Können Sie in wenigen Sätzen darlegen, welcher Auftrag Renovabis bei seiner Gründung von den Bischöfen und katholischen Laien mitgegeben wurde – und was ist für Sie als eine persönliche Bilanz besonders wichtig?

Renovabis – der Name war nicht gleich von Anfang an gefunden, sondern bot sich an, je mehr über die Tiefe und Spannweite des Auftrags reflektiert wurde. Dessen Dimensionen finden sich im Statut von Renovabis wieder: Wiederherstellung der missachteten Würde der menschlichen Person als Fundament der Gesellschaft, Heilung der Wunden, Gerechtigkeit, die künftigen Frieden verbürgt, grenzüberschreitende Solidarität – welche Vermessenheit wäre es gewesen, diese Erwartungen allein auf menschliche Schultern zu laden und nicht von der neu schaffenden Kraft Gottes zu erhoffen.

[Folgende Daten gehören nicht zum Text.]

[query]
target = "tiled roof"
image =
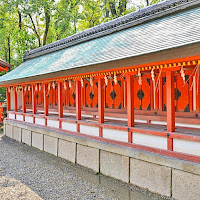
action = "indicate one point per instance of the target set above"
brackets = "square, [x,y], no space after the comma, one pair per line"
[181,28]
[133,19]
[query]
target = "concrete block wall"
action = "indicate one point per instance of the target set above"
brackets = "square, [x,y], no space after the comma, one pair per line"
[164,175]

Renovabis will unsere Nachbarn in Europa und uns selbst in dieser Hoffnung stark erhalten. Erneuerung kann nur in den Herzen der Menschen beginnen. Nur dort kann auch der versöhnende und stärkende Dienst der Kirche seinen Ausgang nehmen. Es war mir immer besonders wichtig, dass über dem Wirken von Renovabis der Satz steht, nach dem „der Mensch der erste und grundlegende Weg der Kirche ist“ (Johannes Paul II., Redemptor hominis, 14). Alle einzelnen Hilfsaktionen und Projekte in ihrer ganzen Vielfalt in Pastoral und Diakonie, in Verkündigung und Liturgie, im Einsatz für Gerechtigkeit, Frieden und für eine menschenwürdige Gesellschaft müssen diesem Satz standhalten können.

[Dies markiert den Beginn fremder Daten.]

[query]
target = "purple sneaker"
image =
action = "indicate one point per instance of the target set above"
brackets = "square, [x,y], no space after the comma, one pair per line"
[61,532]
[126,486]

Der Osten und Südosten Europas ist immer noch heimgesucht von den Schrecken der Vergangenheit und gezeichnet von den Lasten der Gegenwart. Mit uns allen in einer rapiden Veränderungen unterworfenen Welt von heute empfindet er die Unsicherheiten der Zukunft. Persönlich will ich zutiefst dankbar sein, wenn dort, ermutigt durch den Dienst von Renovabis, in den Herzen der Menschen an immer mehr Orten dauerhaft Glaube, Hoffnung und Liebe erstarken, wachsen und leuchten.